Abstract
The high proportion of new energy requires the power system to have sufficient flexibility and peak shaving capacity. The combined-heat-and-power thermal power unit is one of the main flexibility resources. Accurately evaluating the peak shaving capability from thermal power units is of great significance for power system scheduling. However, there are some problems in the previous evaluation models. Fully mechanistic models may exhibit poor accuracy due to component degradation and other reasons, while fully data-driven models may exhibit poor generalization performance due to limited training conditions. To address these issues, this paper first uses physical information neural network to fuse thermal power mechanisms and operational data, and constructs a high-precision and strong-generalization power output evaluation model.
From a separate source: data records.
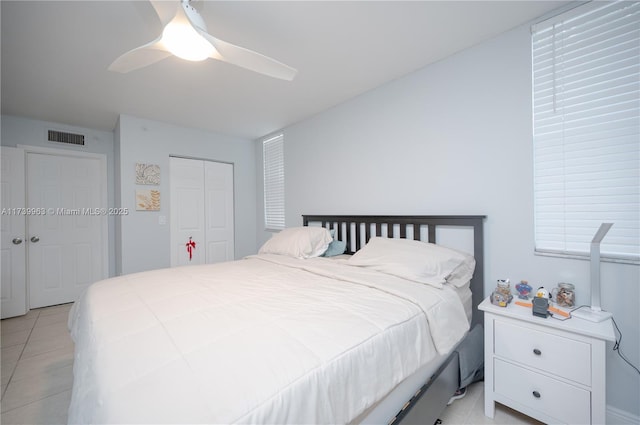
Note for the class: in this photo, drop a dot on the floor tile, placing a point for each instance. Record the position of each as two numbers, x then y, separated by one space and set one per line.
11 354
56 309
51 331
25 391
8 339
43 363
51 410
39 346
17 324
53 318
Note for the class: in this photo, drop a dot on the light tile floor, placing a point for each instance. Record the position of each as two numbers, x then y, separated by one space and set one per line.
37 361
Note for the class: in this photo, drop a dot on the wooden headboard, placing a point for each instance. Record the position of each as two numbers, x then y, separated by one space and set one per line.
356 230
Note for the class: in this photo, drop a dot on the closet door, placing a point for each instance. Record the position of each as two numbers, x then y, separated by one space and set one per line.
201 211
219 211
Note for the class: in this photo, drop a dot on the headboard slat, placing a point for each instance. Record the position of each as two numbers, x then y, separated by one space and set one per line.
354 241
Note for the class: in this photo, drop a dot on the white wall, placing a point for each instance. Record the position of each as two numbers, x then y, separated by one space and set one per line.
143 242
24 131
452 138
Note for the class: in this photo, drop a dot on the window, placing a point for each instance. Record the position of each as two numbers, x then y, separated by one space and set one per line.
273 157
586 130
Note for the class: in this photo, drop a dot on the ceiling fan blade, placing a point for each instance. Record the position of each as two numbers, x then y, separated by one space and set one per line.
140 57
166 10
249 59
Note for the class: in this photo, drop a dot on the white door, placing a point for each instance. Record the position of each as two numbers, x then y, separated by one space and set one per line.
201 211
13 271
66 247
219 211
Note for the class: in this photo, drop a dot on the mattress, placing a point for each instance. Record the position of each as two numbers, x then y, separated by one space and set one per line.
267 339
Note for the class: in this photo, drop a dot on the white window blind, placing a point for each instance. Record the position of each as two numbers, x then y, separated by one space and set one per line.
586 125
273 157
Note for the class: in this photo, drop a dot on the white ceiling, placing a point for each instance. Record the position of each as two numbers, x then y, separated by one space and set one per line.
55 56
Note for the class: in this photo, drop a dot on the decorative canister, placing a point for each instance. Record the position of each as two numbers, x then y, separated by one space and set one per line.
564 294
499 299
502 295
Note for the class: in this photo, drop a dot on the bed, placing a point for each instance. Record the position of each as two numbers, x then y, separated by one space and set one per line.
274 338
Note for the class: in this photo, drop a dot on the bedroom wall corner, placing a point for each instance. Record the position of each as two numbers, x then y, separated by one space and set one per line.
455 138
144 239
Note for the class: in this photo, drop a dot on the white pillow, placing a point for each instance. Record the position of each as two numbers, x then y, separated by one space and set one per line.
414 260
298 242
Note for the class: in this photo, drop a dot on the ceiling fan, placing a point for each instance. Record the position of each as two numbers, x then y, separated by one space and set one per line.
185 35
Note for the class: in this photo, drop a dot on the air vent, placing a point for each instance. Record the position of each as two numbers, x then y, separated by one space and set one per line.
63 137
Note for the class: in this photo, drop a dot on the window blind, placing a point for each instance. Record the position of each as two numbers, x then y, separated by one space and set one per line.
586 129
273 157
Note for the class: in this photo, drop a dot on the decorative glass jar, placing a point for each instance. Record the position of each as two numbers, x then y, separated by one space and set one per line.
564 294
502 294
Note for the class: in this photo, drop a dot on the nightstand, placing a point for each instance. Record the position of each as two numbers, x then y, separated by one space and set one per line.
551 370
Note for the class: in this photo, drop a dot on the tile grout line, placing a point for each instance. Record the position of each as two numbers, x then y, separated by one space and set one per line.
20 356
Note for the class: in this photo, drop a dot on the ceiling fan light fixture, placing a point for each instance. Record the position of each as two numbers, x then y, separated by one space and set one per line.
184 41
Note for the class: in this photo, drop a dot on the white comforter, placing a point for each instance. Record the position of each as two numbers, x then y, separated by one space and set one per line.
267 339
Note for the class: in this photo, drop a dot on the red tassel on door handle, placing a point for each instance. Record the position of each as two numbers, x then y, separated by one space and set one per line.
191 245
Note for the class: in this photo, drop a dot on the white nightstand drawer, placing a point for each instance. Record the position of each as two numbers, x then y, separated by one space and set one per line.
565 402
563 357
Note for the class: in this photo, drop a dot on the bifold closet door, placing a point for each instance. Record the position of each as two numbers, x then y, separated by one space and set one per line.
201 211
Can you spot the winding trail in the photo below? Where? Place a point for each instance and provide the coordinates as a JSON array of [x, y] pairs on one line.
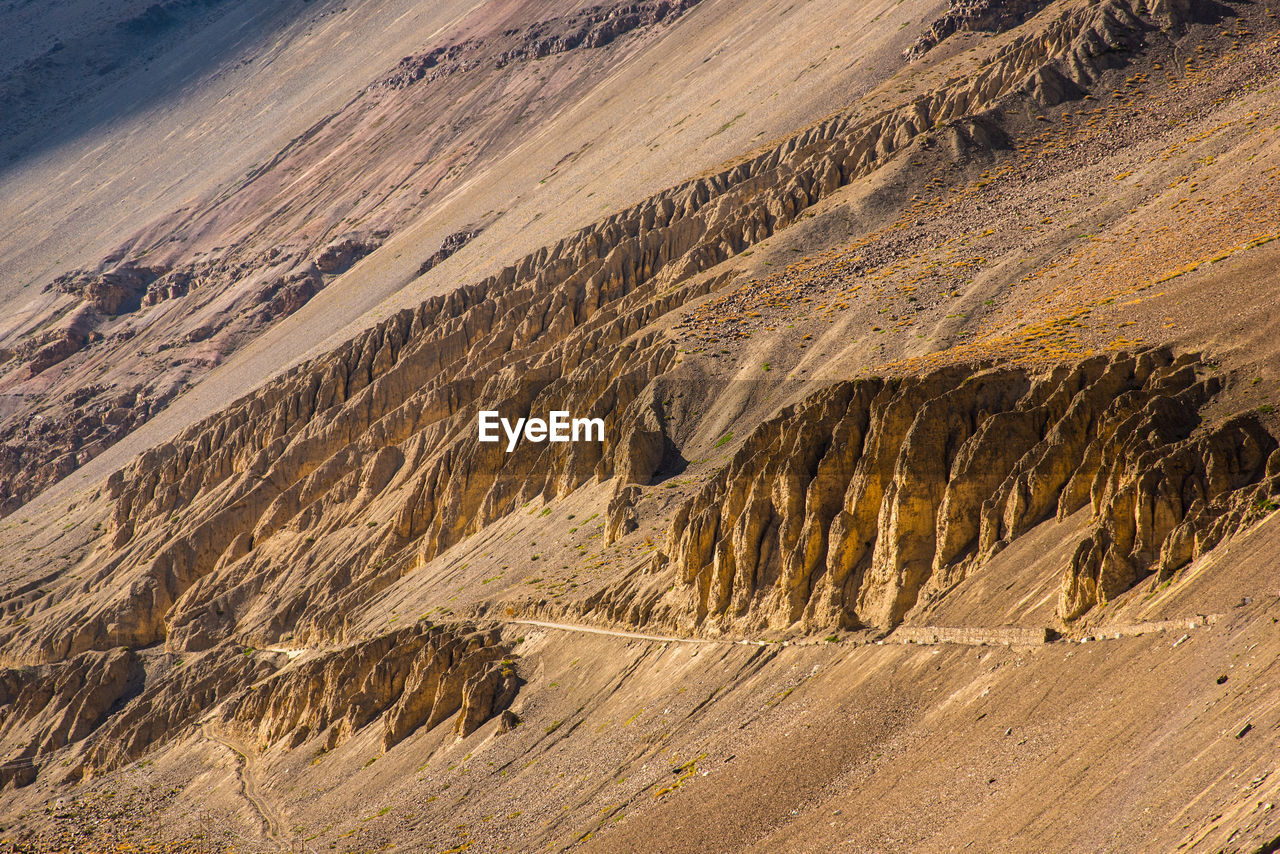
[[616, 633], [246, 770], [917, 635]]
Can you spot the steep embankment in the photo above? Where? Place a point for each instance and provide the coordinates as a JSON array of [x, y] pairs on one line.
[[850, 386]]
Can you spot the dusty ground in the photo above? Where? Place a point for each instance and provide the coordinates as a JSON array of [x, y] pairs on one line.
[[270, 538]]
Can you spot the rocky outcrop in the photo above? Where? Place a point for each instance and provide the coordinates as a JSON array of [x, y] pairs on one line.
[[986, 16], [682, 231], [451, 245], [112, 708], [388, 419], [46, 708], [873, 496], [407, 680]]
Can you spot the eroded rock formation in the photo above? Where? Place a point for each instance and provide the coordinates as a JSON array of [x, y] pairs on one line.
[[100, 711], [872, 496]]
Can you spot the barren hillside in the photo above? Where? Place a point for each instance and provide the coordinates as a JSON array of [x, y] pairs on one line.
[[935, 350]]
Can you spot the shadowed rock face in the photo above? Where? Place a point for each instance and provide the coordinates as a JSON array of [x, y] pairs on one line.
[[869, 497], [113, 707]]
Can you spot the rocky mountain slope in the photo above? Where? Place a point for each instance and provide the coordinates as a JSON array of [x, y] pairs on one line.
[[938, 480]]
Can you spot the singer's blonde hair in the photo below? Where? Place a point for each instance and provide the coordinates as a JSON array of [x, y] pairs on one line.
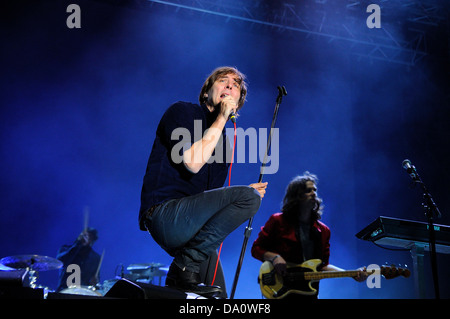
[[220, 71]]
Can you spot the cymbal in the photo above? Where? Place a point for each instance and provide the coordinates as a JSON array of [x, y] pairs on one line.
[[147, 270], [34, 262]]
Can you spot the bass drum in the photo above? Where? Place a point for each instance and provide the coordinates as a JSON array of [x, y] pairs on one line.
[[81, 290]]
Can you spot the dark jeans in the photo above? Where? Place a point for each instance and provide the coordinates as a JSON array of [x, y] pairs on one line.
[[193, 227]]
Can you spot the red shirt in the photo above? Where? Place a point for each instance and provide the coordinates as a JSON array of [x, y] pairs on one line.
[[278, 236]]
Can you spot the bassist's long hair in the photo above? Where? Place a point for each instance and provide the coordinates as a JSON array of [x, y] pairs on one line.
[[295, 194]]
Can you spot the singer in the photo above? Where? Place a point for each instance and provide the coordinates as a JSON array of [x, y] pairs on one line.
[[184, 206]]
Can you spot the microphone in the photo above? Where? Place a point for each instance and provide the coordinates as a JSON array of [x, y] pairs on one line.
[[233, 117], [410, 169]]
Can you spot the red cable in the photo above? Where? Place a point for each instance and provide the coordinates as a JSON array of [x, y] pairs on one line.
[[229, 184]]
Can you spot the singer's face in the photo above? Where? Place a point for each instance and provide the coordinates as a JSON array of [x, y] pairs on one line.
[[225, 85], [311, 191]]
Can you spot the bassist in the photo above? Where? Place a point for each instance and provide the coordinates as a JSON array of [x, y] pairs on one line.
[[296, 234]]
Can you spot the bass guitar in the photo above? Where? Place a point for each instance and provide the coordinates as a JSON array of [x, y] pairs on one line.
[[299, 278]]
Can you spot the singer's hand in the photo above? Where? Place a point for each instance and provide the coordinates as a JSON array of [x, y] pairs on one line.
[[260, 187]]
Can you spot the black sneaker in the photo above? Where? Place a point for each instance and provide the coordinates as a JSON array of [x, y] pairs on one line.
[[189, 281]]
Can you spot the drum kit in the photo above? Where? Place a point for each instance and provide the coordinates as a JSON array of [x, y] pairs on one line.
[[33, 264]]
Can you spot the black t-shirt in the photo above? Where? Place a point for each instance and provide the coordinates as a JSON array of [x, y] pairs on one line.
[[166, 176]]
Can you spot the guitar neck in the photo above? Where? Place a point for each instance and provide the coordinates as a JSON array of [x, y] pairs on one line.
[[329, 274]]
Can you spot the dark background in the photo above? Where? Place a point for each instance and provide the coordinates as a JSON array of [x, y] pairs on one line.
[[79, 110]]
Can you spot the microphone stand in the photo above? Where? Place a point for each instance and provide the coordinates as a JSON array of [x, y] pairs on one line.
[[248, 230], [431, 210]]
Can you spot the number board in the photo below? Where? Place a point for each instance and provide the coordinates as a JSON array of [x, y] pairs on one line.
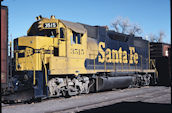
[[50, 25]]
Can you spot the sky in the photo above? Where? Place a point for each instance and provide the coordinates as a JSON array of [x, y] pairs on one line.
[[151, 15]]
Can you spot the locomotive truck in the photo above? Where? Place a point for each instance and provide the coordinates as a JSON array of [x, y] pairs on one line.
[[62, 58]]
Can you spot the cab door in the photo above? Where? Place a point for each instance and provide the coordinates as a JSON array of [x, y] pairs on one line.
[[62, 42]]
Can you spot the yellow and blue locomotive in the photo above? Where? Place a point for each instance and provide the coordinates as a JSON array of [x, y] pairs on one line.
[[59, 57]]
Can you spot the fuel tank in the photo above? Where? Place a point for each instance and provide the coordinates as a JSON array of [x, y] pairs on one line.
[[108, 83]]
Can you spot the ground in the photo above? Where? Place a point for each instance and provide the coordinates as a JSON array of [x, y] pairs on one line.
[[145, 99]]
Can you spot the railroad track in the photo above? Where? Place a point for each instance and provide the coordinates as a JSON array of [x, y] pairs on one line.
[[93, 100]]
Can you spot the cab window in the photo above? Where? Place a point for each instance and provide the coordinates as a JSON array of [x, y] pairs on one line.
[[61, 32], [76, 38]]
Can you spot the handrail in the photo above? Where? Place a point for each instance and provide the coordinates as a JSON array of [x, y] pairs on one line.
[[152, 63]]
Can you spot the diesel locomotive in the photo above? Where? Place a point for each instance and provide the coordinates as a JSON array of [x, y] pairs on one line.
[[62, 58]]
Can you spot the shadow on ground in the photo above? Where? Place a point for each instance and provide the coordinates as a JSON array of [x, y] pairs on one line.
[[132, 107]]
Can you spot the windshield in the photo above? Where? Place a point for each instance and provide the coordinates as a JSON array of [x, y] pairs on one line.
[[35, 31]]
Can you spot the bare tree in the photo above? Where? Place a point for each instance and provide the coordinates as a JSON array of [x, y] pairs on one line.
[[161, 36], [124, 24], [116, 23], [152, 37], [135, 28]]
Then, error indicators and generalization indicators are used to validate the effectiveness and superiority of the model. In the test set, the mean absolute error, root mean square error and Pearson correlation coefficient of the model are 1.633 MW, 1.971 MW and 0.9643, respectively. Based on this model, the peak shaving capacity range of the target thermal power plant under different heating demands is calculated. Finally, the experiment analyzed the real-time peak shaving capability and peak shaving margin.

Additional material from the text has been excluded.